Source URL: https://www.theregister.com/2025/02/04/google_amd_microcode/
Source: The Register
Title: Google: How to make any AMD Zen CPU always generate 4 as a random number
Feedly Summary: Malicious microcode vulnerability discovered, fixes rolling out for Epycs at least
Googlers have not only figured out how to break AMD’s security – allowing them to load unofficial microcode into its processors to modify the silicon’s behavior – but also demonstrated this by producing a microcode patch that makes the chips always output 4 when asked for a random number.…

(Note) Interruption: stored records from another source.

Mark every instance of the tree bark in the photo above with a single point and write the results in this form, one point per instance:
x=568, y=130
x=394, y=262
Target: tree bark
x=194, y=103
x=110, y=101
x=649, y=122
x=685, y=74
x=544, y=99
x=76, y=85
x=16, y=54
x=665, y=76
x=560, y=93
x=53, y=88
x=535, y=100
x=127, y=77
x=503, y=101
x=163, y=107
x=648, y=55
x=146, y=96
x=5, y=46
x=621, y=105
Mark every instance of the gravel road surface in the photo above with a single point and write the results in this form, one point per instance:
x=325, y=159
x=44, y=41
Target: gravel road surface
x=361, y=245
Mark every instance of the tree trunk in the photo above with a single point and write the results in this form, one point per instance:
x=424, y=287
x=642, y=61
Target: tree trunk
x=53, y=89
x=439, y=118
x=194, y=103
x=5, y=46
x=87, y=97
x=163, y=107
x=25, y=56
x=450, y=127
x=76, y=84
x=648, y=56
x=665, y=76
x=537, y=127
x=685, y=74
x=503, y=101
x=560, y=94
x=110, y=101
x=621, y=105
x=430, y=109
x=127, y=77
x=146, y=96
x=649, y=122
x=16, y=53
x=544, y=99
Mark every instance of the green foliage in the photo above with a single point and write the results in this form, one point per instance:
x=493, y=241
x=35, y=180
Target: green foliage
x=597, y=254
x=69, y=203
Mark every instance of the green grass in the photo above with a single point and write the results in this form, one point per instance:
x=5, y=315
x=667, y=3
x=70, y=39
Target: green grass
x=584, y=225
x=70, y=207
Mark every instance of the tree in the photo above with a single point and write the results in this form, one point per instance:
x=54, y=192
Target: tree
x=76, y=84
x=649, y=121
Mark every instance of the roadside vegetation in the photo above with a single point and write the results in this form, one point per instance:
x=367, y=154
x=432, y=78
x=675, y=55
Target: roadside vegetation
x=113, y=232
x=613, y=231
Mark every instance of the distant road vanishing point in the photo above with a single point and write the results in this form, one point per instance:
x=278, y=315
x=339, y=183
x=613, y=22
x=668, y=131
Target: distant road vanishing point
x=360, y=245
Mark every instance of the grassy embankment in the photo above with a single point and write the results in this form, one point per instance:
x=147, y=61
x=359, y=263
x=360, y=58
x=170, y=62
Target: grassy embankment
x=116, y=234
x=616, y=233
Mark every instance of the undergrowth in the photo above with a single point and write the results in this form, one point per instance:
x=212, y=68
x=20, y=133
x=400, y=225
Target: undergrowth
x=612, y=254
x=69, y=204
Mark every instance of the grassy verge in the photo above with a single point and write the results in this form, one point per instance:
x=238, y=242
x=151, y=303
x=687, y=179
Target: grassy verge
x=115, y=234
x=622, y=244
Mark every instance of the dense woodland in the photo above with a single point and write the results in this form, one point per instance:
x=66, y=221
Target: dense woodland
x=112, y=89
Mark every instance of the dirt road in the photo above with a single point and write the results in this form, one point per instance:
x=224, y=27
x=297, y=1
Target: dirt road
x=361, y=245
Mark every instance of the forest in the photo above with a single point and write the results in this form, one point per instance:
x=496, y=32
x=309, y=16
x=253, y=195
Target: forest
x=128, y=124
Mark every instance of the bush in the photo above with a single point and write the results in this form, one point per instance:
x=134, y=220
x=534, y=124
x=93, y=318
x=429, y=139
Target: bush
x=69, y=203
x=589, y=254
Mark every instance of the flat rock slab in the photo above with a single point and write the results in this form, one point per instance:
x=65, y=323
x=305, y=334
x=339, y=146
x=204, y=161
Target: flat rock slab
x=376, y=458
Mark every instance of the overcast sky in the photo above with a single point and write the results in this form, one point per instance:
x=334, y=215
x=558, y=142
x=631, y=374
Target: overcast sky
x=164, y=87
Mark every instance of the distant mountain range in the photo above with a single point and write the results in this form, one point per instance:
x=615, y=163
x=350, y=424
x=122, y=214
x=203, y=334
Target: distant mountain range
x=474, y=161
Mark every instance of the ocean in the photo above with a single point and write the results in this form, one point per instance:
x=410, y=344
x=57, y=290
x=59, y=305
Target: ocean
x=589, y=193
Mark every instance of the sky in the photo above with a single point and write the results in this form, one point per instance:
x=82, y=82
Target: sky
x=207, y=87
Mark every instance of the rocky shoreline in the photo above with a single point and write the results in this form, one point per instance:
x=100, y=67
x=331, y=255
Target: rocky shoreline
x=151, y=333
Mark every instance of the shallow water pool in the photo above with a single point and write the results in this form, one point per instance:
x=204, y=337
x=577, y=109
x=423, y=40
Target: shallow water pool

AI Summary and Description: Yes
**Summary:**
The text discusses a security vulnerability discovered by Google’s engineers that allows unauthorized microcode modifications in AMD processors. This vulnerability undermines AMD’s secure encrypted virtualization and root-of-trust features, posing significant risks for systems relying on AMD hardware for secure operations.
**Detailed Description:**
The breakthrough achieved by Google engineers has depicted how they can manipulate AMD processors’ microcode, leading to the following key insights:
– **Microcode Significance:**
– Microcode is crucial for CPU functionality, enabling updates and fixes without physical alterations to the chip. AMD employs a cryptographic mechanism to validate microcode updates.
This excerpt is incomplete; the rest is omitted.